IP pertama kali tercandu narkoba ketika di bangku perkuliahan. Di Madani, ia menjalani rehab pertama pada 2012, namun setelah sembuh ia mengaku kembali terjerumus ke dalam dunia yang sama lantaran tidak bisa menahan godaan di dunia luar.
“Kembali ke sini pun atas permintaan sendiri. Karena di Madani saya bisa tempuh rehabilitasi dengan mudah,” kata IP.
Potensi berulang
Ketua Yayasan Madani Health Care, Darmawan mengatakan potensi terjerembab dalam dunia yang sama begitu besar. Setelah rehabilitasi berhasil dijalani, maka yang dilakukan Madani adalah dengan menguatkan jaringan alumni agar tetap terikat dalam seri komunikasi yang kuat.
“Biasanya 2 atau 3 kali. Bahkan ada yang 17 kali,” kata Darmawan di rumah rehabilitasi narkoba Graha Madani, Rabu (8/2/2017).
Cerita serupa dialami IWS. Pria berusia 40 tahun itu berpendapat, potensi keberulangan yang besar saat kembali ke dunia luar menjadikannya memilih untuk tetap bertahan di Graha Madani.

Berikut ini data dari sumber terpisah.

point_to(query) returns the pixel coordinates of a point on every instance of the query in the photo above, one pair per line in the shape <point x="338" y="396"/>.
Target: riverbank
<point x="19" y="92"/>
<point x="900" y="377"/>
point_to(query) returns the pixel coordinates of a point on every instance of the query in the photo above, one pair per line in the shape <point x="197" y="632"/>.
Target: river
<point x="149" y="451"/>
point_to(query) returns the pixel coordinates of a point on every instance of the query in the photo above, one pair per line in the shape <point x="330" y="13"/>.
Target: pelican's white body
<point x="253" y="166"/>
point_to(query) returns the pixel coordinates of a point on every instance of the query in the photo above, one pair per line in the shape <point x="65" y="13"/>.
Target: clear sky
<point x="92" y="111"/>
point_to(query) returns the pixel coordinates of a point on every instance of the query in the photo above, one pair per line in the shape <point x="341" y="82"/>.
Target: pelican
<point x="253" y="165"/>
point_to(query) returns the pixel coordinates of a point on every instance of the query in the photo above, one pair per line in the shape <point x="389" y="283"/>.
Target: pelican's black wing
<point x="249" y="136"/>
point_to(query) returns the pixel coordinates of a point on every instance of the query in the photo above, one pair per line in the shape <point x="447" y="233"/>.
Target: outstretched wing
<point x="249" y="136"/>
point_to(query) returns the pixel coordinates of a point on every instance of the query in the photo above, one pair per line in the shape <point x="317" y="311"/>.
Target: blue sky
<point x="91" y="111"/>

IWS kini mengabdi sebagai salah satu konselor di rumah rehabilitasi tersebut.
“Salah satu faktornya adalah uang dan kesempatan. Ditambah jaringan barang laknat yang pernah terhubung sebelumnya selalu mengawasi dan memburu,” kata dia.

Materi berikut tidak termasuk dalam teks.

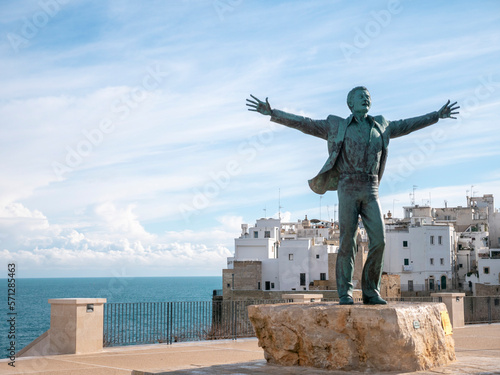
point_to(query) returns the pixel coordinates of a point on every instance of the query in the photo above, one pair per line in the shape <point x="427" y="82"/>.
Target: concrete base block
<point x="394" y="337"/>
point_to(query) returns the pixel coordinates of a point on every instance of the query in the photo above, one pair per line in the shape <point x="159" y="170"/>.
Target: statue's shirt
<point x="362" y="148"/>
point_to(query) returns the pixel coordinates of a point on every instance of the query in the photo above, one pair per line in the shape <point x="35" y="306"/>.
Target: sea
<point x="32" y="310"/>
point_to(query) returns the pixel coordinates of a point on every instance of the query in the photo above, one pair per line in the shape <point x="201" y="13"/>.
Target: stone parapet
<point x="394" y="337"/>
<point x="76" y="327"/>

Bukan cuma pengguna, bahkan IWS pernah berpengalaman sebagai pengedar. Tak tanggung-tanggung, ia edarkan barang haram itu kala mendekam di sebuah lembaga pemasyarakatan pada 2008 silam.

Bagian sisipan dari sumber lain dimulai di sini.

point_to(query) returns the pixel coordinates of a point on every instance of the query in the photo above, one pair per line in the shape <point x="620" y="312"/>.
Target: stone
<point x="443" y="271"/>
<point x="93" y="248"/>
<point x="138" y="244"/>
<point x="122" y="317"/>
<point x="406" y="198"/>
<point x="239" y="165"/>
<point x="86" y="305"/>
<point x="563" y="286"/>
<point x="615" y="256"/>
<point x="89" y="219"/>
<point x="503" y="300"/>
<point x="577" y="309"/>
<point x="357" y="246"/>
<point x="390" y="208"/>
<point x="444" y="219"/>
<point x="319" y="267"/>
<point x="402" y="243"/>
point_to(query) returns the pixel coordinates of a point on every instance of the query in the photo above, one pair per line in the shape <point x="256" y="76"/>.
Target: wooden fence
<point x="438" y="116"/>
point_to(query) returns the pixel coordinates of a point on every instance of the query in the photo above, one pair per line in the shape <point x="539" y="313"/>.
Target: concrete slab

“Itu mengapa keberadaan rehabilitasi menjadi penting di Lapas,” kata dia.
Tak tersisa
IWS mengaku beruntung, lantaran pilihannya untuk mengabdi sebagai konselor adalah hal yang paling menyelamatkan nyawa dan kehidupannya. “Juga menyelamatkan teman-teman lain. Karena mereka cenderung lebih mendengarkan penjelasan dari orang-orang yang pernah mengalami senasib, dibanding dari sekadar seorang ahli,” kata dia.
Tak jauh berbeda dari IWS, ialah kisah Candra Wijaya. Pria yang tak gamang mempersilakan nama aslinya ditulis ini memiliki pengalaman rehabilitasi hingga mengantarkannya sebagai penyeru anti-narkoba di berbagai seminar.
Candra pun kini mengabdi sebagai konselor di Balai Besar Rehabilitasi (Babesrehab) Narkoba BNN yang terletak di Desa Wates Jaya, kecamatan Cigombong, Lido, Kabupaten Bogor, Jawa Barat.
Pria yang lulus dari Fakultas Ekonomi di perguruan tinggi swasta di Jakarta Timur pada tahun 2000 ini mengaku terjerumus dalam pemakaian barang haram sejak masa SMA. Pergaulan remaja yang tidak keruan membuatnya tertantang mencicipi aneka pil yang banyak diperjual-belikan kawan-kawan dekatnya.
“Itu tahun 1996. Pada 1997 saya overdosis ketika memakai putaw,” kata dia.

(MTVN/Sobih)
Sejak itu, kata dia, kehidupannya kian rusak. Bukannya kapok setelah diobati di salah satu rumah sakit ketergantungan obat (RSKO) di Jakarta, ia malah terjerumus lebih dalam hingga menjajal jenis narkoba lainnya, termasuk shabu.
“Sampai-sampai saya harus menjadi kernet bus kota demi mendapatkan uang tambahan,” kata Candra yang mengaku berasal dari keluarga berkecukupan itu.
Akhirnya Candra harus terima ketika pihak keluarga memaksanya menjalani proses rehabilitasi. Setelah selesai, seiring berhasil menuntaskan kuliah, ia memutuskan untuk menikahi gadis yang sudah lama ia taksir.
“Nahasnya, setelah menikah saya kembali terjerumus. Mungkin saat itu karena saya makin mapan setelah diangkat PNS. Pada 2013, saya masuk ke Babesrehab,” ujar Candra.
Sebab narkoba, nyaris seluruh harta yang ia miliki habis terkuras percuma. Ia juga merasa penuh penyesalan lantaran hampir keluarga dan anaknya.
“Setelah usai rehabilitasi, saya merasa menemukan kenyamanan di Babesrehab. Maka saya memutuskan untuk mengabdi di sini,” kata dia.
Lepas dari jerat narkoba, ujar Candra, harus didukung banyak hal. Di antaranya, sistem rehabilitasi yang baik, niat dan tekad dalam diri pecandu itu sendiri, “Terlebih dukungan keluarga tercinta,” kata dia.